29/07/2023
Entrar e sair do secreto para brilhar no público
A orientação do Mestre sobre entrar no quarto e fechar a porta e orar em secreto, é o segredo revelado para quem realmente vê na oração a necessidade de profunda comunhão com Deus. E, sabemos que as recompensas são infinitas. A mais importante delas é o envolvimento com Sua glória, Sua imagem, assim como Moisés e o próprio Cristo que puderam experimentá-las nos montes da intimidade oracional. Moisés nos oitenta dias no Sinai e Jesus em uma noite no Tabor ou Horebe -, não importa o local, sim, a atitude, o desejo e a necessidade de estar com Ele.
Este andar oracional diário nos tornará mais parecido com o Mestre, com Sua imagem, a expressão do caráter divino, pois “quem anda com o sábio será sábio, mas quem anda com os tolos acabará mal” (Pv 13:20). Quantas tolices cometemos por não entendermos a necessidade de andarmos nos passos da vida de oração do nosso Senhor e Salvador, que, no momento de escolher os seus doze discípulos passou a noite toda orando; que, ao receber a informação da morte do seu profeta João Batista, subiu ao monte e passou a noite orando; que, no Getsêmani orou repetidamente em profunda agonia “Meu Pai, se possível, passe de mim este cálice! Todavia, não seja como eu quero, e sim como tu queres” (Mt 26:39). Com quem andamos?
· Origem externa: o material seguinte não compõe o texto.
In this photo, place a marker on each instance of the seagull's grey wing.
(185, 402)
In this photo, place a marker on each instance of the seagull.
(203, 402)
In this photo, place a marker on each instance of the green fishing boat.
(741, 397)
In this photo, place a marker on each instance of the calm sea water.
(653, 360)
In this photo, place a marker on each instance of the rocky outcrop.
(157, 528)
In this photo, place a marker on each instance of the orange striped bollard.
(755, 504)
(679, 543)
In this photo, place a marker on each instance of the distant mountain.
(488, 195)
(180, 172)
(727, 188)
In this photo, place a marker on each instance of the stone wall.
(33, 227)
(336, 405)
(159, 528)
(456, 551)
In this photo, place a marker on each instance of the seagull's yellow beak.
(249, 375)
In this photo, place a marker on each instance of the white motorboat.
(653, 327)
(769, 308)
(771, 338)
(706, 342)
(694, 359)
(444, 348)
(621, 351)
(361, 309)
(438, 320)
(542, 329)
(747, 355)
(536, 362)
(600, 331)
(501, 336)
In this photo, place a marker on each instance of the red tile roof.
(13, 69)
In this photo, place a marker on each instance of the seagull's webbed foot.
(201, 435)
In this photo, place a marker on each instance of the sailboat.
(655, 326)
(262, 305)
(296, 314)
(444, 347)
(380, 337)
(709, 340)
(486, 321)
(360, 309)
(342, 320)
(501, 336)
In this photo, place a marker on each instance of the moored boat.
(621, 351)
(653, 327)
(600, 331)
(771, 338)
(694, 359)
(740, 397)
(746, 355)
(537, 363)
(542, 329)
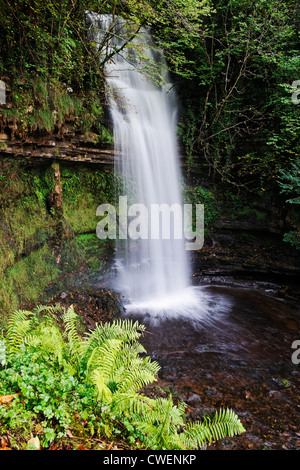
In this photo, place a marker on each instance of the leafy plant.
(101, 375)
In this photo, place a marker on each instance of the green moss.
(27, 278)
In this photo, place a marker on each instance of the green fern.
(113, 361)
(225, 423)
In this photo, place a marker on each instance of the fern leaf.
(225, 423)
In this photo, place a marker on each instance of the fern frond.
(19, 324)
(225, 423)
(74, 340)
(104, 393)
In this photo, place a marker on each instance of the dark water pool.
(238, 355)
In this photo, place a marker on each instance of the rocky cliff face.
(50, 187)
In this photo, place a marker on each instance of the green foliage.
(57, 373)
(289, 183)
(196, 194)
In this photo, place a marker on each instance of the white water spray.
(153, 273)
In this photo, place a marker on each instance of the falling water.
(153, 273)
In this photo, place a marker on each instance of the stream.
(239, 356)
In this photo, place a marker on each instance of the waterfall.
(153, 271)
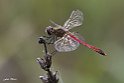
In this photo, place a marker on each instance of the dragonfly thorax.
(56, 31)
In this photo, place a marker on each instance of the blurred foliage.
(23, 21)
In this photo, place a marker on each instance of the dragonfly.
(64, 40)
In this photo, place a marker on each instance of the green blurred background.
(23, 21)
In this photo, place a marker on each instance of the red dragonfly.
(64, 40)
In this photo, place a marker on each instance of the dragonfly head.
(49, 30)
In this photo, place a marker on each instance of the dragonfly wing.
(74, 20)
(65, 44)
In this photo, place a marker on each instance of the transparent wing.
(74, 20)
(66, 44)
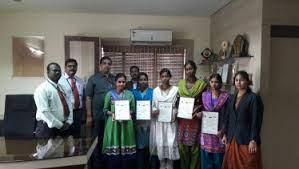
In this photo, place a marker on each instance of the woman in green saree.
(119, 145)
(189, 129)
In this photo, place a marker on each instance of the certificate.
(186, 107)
(122, 110)
(209, 123)
(143, 110)
(165, 111)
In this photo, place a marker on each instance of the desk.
(48, 153)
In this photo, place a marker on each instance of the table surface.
(17, 151)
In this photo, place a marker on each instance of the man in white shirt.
(75, 90)
(54, 113)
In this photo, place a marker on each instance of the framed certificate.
(209, 123)
(165, 111)
(143, 110)
(186, 105)
(122, 110)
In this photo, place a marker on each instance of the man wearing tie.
(54, 112)
(74, 89)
Para cumprir nossa missão de luzeiros deste mundo (Mt 5:14-16), fazer brilhar nossa luz diante dos homens, nossas obras, ações e comportamentos que obriguem as pessoas a reconhecerem a glória de Deus em nós, é preciso continuar no quarto e sair dele diariamente. Pois, sem quarto não há missão, não há vida, não há esperança para a Igreja e nem para este mundo carcomido, corroído pela alienação, distanciado da sua real natureza divina – ser imagem e semelhança – cumprir os mandatos espiritual, social e cultural neste mundo criado.
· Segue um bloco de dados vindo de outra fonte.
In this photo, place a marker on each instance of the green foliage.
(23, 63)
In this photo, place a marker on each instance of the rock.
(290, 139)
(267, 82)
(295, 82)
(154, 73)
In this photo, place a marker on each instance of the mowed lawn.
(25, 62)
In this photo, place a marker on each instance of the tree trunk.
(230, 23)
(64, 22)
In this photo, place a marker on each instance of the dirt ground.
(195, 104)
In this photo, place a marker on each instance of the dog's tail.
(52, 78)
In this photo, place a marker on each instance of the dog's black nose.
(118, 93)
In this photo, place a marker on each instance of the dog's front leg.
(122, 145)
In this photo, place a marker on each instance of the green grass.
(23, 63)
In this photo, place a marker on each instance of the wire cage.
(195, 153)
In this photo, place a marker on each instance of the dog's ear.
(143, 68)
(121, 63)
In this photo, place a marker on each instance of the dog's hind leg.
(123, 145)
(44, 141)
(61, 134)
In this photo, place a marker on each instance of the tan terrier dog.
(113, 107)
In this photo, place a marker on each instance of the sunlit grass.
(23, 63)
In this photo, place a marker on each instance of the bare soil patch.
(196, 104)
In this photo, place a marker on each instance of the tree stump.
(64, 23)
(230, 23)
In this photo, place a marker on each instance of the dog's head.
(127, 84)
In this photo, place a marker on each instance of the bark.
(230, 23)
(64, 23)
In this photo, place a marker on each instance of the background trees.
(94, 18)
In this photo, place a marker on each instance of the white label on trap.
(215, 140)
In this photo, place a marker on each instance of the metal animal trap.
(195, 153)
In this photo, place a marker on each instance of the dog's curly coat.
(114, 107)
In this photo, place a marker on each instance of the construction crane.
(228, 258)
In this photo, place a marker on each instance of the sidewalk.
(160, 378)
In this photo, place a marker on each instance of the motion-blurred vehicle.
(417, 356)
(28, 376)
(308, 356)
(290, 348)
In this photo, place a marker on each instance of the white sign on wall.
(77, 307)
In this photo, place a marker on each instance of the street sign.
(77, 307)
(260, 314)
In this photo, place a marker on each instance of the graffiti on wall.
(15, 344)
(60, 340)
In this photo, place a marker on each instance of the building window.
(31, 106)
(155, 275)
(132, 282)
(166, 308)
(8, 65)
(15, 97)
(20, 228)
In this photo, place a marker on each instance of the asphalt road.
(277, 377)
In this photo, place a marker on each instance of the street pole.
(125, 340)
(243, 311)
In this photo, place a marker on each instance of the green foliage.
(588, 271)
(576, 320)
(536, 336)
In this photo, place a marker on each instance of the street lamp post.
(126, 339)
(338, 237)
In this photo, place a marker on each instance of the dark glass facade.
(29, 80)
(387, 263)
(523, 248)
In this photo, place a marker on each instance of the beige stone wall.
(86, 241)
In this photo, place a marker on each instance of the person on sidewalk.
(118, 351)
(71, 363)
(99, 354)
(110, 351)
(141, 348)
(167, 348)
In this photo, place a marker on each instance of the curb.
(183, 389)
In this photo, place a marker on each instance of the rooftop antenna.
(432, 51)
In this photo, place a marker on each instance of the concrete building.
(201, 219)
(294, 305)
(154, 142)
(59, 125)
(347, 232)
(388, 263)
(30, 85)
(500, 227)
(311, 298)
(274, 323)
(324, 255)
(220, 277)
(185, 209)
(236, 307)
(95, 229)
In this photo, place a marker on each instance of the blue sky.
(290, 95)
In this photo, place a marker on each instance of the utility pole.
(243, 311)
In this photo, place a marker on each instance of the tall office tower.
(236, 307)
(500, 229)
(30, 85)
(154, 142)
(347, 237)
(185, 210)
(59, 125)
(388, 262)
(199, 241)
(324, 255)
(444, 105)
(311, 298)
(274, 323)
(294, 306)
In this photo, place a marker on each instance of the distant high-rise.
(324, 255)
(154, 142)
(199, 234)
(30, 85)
Enfim, mesmo estando na cruz, nosso Mestre continuou brilhando em oração. Cumpriu Sua missão de redimir a humanidade, o mundo que Deus-Pai sempre amou. “Vendo o centurião o que tinha acontecido, deu glória a Deus, dizendo: Verdadeiramente, este homem era justo” (Lc 23:47).
E nós, Igreja, como brilhar neste mundo? O que dizem de você? O que dizem de nós, seguidores ou impostores?